During a teleconference Thursday, Dunleavy spokesperson Jeff Turner diverted a question about a CNN story, which claims the news organization obtained emails between the Dunleavy administration and the Pebble Partnership, the company behind the controversial Pebble Mine project in Bristol Bay.
The emails allegedly show the Pebble Partnership “secretly coaching Gov. Mike Dunleavy’s office in how to influence the Trump administration to make a decision in the company’s favor,” according to CNN.
Dunleavy has spent the past week in Washington, D.C., and New York City meeting with Trump administration officials and making appearances on national TV.
“We’re here to answer and deal with the D.C. trip,” Turner said, saying he could be contacted separately to answer any questions about the CNN report. Dunleavy said he had been in meetings all day and not seen the report, but would be willing to answer questions once he had.
“It is common practice for an administration to request briefing materials on a specific project,” CNN reports the governor’s office as saying.
The governor’s office did not immediately respond to an email seeking comment.
During the 45-minute teleconference with the press, Dunleavy listed the Trump administration officials he’d met with, including the president himself, to see what the federal government could do to help Alaska. He said his meetings with national media outlets including CNBC, the Wall Street Journal and Bloomberg were done to promote Alaska to investors.
“We have to market Alaska,” Dunleavy said.

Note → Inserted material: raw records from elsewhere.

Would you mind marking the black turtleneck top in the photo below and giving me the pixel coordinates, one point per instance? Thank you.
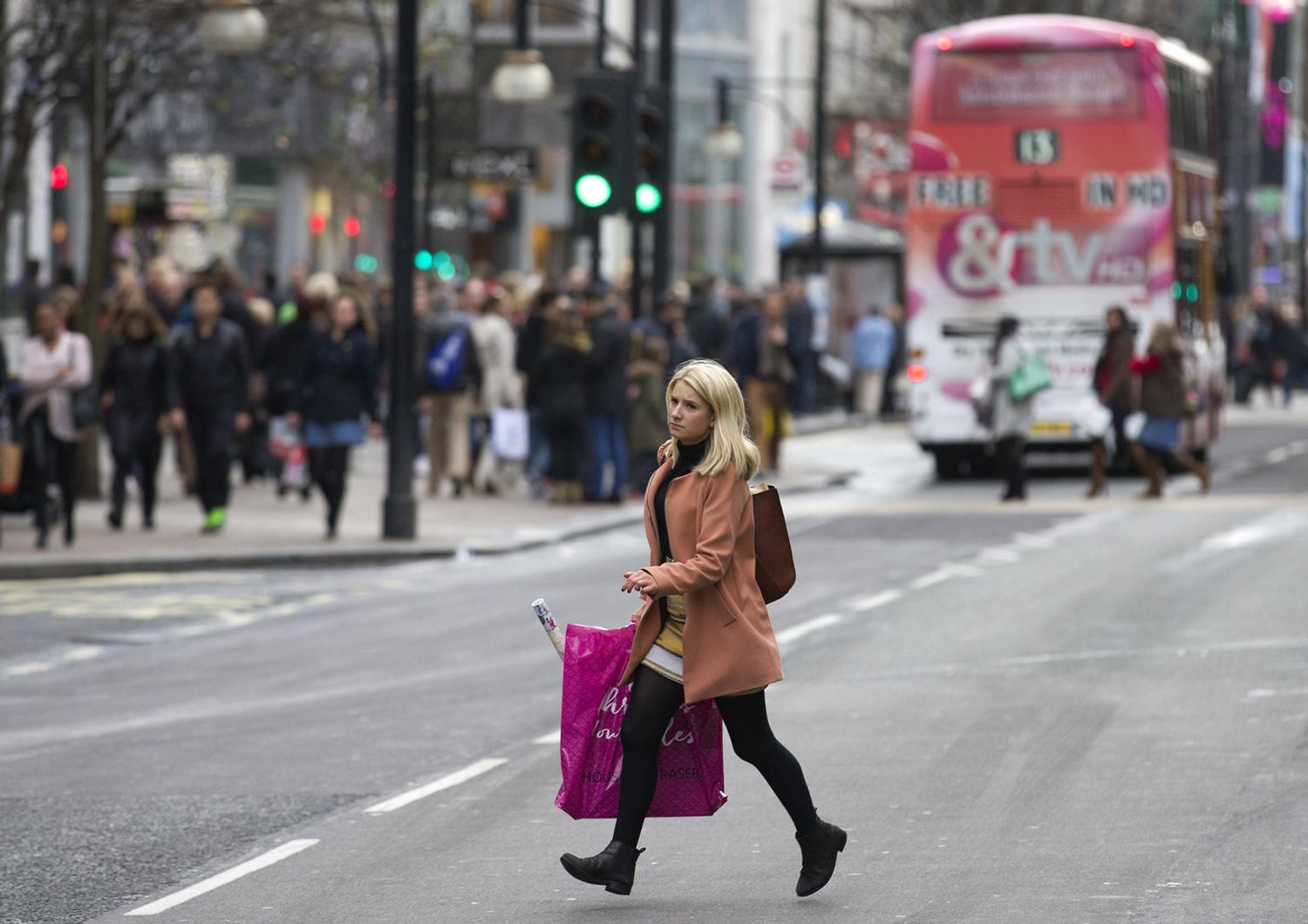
(687, 459)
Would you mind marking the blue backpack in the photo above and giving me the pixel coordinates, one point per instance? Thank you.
(445, 360)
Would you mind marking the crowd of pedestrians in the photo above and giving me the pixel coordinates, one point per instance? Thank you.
(543, 387)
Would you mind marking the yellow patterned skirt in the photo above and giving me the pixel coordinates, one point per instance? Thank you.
(664, 655)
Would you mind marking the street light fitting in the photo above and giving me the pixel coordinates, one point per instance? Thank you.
(232, 28)
(522, 78)
(725, 143)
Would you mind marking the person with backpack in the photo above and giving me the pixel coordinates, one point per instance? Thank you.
(1012, 416)
(606, 397)
(452, 376)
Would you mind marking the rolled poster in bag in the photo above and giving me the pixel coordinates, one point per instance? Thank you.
(590, 754)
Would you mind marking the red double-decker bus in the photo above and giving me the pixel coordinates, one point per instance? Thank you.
(1061, 165)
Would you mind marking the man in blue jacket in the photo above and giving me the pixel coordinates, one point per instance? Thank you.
(874, 345)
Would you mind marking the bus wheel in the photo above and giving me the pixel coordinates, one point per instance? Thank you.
(949, 464)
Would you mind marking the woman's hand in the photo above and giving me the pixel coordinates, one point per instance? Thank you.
(641, 581)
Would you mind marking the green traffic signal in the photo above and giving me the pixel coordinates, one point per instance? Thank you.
(648, 198)
(593, 191)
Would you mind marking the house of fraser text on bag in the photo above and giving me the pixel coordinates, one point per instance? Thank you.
(590, 754)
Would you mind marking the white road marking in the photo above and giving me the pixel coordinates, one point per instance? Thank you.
(29, 668)
(272, 856)
(947, 571)
(437, 785)
(787, 635)
(882, 599)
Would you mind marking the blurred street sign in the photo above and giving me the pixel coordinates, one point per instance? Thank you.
(492, 165)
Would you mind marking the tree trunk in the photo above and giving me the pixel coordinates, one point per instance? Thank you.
(97, 246)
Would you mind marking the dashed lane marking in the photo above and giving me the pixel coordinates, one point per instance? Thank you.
(876, 600)
(177, 898)
(437, 785)
(794, 633)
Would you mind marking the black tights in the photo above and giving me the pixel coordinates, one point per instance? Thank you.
(327, 465)
(653, 702)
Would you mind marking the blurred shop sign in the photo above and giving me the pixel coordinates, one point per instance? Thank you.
(491, 165)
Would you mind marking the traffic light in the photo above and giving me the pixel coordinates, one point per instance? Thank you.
(653, 164)
(602, 132)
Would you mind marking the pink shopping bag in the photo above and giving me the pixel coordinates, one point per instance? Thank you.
(690, 762)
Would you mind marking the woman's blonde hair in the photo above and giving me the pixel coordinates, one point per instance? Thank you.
(729, 438)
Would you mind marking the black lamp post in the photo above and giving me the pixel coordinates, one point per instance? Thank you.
(399, 510)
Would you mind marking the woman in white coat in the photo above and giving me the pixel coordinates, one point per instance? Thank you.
(55, 363)
(501, 387)
(1012, 418)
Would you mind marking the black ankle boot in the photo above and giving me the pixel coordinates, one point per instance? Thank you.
(819, 848)
(612, 868)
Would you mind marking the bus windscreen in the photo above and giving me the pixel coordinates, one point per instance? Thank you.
(1083, 85)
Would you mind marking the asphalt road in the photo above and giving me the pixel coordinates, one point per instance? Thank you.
(1062, 711)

It can’t be assumed that investors know about all the state has to offer, he said, and it was his job to let people know. “We need to do everything we can to diversify our economy…We didn’t have to work this hard when (oil fields) were pumping a lot of oil.”
The media appearances were not, he said, done for his benefit.
“There’s always rumors floating around, I may be going to a place for reasons other than state business,” Dunealy said. “I’ll do that on my own dime. You’ll see me going on national television and radio to put Alaska on the map.”
Asked what the state has to offer aside from oil, Dunleavy said Alaska has several aspects of an emerging economy with the added benefit of American rule of law.
“Resources and infrastructure that need developing,” he said. Dunleavy said he did not meet with investors on this particular trip, but he sees a future for data farms in Alaska because of the state’s climate and potential for cheap electricity.
Data farms are large complexes full of computer servers where technology companies store data from their millions of users. They require an enormous amount of electricity to run, and Dunleavy referenced Alaska’s use of hydropower as a source of cheap electricity.
The state’s natural resources were something the governor brought up repeatedly.
Alaska has large deposits of rare earth minerals, many of which are used in advanced technologies, according to the U.S. Geological Survey.
Dunleavy said he had conversations with members of the National Security Council who expressed interest in the state’s rare earth resources because the current market for the minerals is dominated by China.
“I think we have a lot to offer investors,” Dunleavy said. Appearing on national media was a way to bring the state to investors’ attention. “We want investors to say to us, ‘this is what we need to come to Alaska,’” he said.
Dunleavy said he believes what investors want is compatible with what Alaskans want and that his administration is, “trying to put people to work.”